Potential Impact of a Paper About COVID-19 and Smoking on Twitter Users' Attitudes Toward Smoking: Observational Study

JMIR Form Res. 2021 Jun 15;5(6):e25010. doi: 10.2196/25010.

Abstract

Background: A cross-sectional study (Miyara et al, 2020) conducted by French researchers showed that the rate of current daily smoking was significantly lower in patients with COVID-19 than in the French general population, implying a potentially protective effect of smoking.

Objective: We aimed to examine the dissemination of the Miyara et al study among Twitter users and whether a shift in their attitudes toward smoking occurred after its publication as preprint on April 21, 2020.

Methods: Twitter posts were crawled between April 14 and May 4, 2020, by the Tweepy stream application programming interface, using a COVID-19-related keyword query. After filtering, the final 1929 tweets were classified into three groups: (1) tweets that were not related to the Miyara et al study before it was published, (2) tweets that were not related to Miyara et al study after it was published, and (3) tweets that were related to Miyara et al study after it was published. The attitudes toward smoking, as expressed in the tweets, were compared among the above three groups using multinomial logistic regression models in the statistical analysis software R (The R Foundation).

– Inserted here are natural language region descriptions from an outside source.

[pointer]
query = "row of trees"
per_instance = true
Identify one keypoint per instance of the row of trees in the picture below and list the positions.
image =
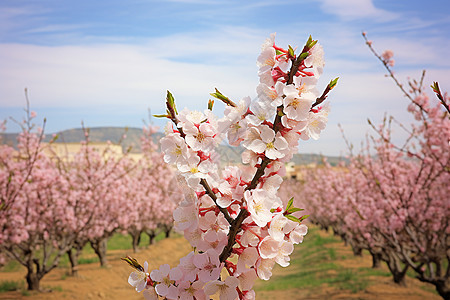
(53, 204)
(393, 200)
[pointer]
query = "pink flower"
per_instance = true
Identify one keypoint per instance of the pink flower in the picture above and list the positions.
(227, 289)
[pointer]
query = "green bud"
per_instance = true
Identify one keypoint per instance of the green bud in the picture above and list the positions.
(304, 55)
(333, 83)
(161, 116)
(292, 218)
(290, 203)
(210, 104)
(291, 51)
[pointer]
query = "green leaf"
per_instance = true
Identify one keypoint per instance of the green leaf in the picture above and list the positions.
(304, 217)
(223, 98)
(292, 218)
(171, 102)
(294, 209)
(333, 83)
(304, 55)
(210, 104)
(291, 51)
(161, 116)
(290, 202)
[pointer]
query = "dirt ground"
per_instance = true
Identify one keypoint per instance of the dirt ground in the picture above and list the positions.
(111, 282)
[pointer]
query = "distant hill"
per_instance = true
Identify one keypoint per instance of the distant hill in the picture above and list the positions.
(114, 135)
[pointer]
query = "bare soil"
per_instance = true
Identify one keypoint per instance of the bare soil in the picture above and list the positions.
(110, 282)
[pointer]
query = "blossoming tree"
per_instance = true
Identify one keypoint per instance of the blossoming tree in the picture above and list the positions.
(234, 219)
(395, 203)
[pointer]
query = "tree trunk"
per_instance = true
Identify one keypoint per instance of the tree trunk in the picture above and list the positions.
(73, 258)
(151, 236)
(99, 246)
(443, 288)
(398, 273)
(136, 237)
(74, 254)
(167, 230)
(33, 280)
(376, 260)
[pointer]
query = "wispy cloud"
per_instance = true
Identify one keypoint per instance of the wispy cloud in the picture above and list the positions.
(356, 9)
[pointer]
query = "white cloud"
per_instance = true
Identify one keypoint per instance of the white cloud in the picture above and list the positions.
(356, 9)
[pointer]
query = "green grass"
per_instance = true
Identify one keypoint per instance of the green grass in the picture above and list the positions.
(116, 242)
(11, 285)
(313, 264)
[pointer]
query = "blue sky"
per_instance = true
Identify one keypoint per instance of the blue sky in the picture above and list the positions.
(107, 62)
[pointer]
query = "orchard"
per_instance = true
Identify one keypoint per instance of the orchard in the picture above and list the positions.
(390, 200)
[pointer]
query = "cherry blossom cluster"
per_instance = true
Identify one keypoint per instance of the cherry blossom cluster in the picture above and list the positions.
(52, 204)
(233, 217)
(393, 199)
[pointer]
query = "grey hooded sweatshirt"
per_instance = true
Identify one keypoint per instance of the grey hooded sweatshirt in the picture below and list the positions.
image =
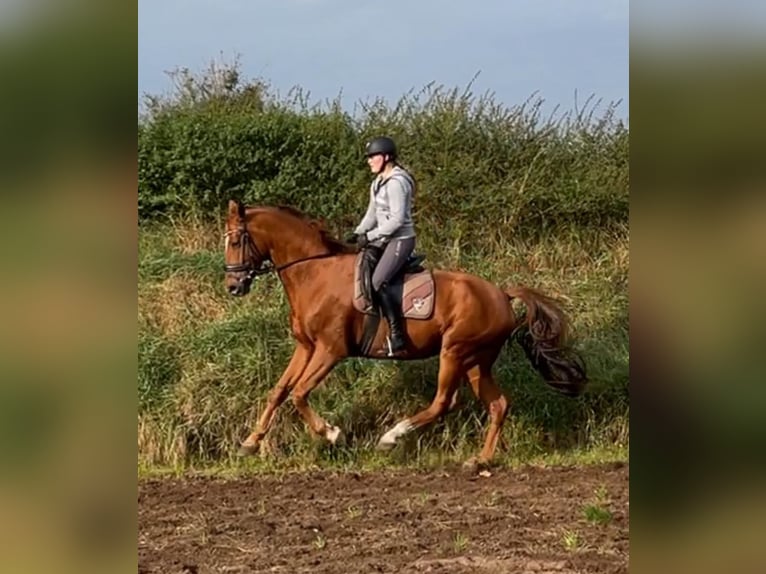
(389, 214)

Results: Temporal analysis showed a peak in the number of tweets discussing the results from the Miyara et al study right after its publication. Multinomial logistic regression models on sentiment scores showed that the proportion of negative attitudes toward smoking in tweets related to the Miyara et al study after it was published (17.07%) was significantly lower than the proportion in tweets that were not related to the Miyara et al study, either before (44/126, 34.9%; P<.001) or after the Miyara et al study was published (68/198, 34.3%; P<.001).

Conclusions: The public's attitude toward smoking shifted in a positive direction after the Miyara et al study found a lower incidence of COVID-19 cases among daily smokers.